The point is to understand why we define information in such a strange way.

The reason for that is because we need more states to encode an outcome of a lesser probability, compared to that of a higher one. This is because we have to be more specific about what outcome out of possible outcomes has occurred.

An outcome with a probability 1/4 corresponds to 1 out of 4 possible outcomes, but which “one”? What outcome did we get? If we ask how many bits can encode 4 states, the answer would be 2.

To take it one step further, let’s say there is an outcome with the probability of 3/4. Now after we observe an outcome and we are interested in the outcome with the probability of 3/4, we need to know which “three”? Or if we divide both numerator and denominator by 3, we get 1/1.(3), so we have to answer which “one”? Which of the outcomes we get? 1.(3) outcomes isn’t a very pretty number. But I still think it makes sense because it asks which “three” of the outcomes: either the first full three or the remainder. And that is a bit less than one bit.

Information is how many bits we need to encode outcomes given a random variable

Entropy is just the average of bits needed for outcome encoding for all values of a random variable.
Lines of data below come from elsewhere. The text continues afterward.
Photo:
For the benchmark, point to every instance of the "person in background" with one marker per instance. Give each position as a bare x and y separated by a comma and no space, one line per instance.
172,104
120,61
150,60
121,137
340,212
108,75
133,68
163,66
• 1/4*log(1/4)-3/4*log(3/4)=0.81, which is essentially how many bits would be needed for an event with probability 1/2 ^ 0.81 = 1/1.75

Why is it useful to know how many bits are needed to encode an event with average probability? Why is it useful when comparing distributions?

Mainly because it deals with logs, and logs have nicer properties for smaller probabilities. But is it necessary? No.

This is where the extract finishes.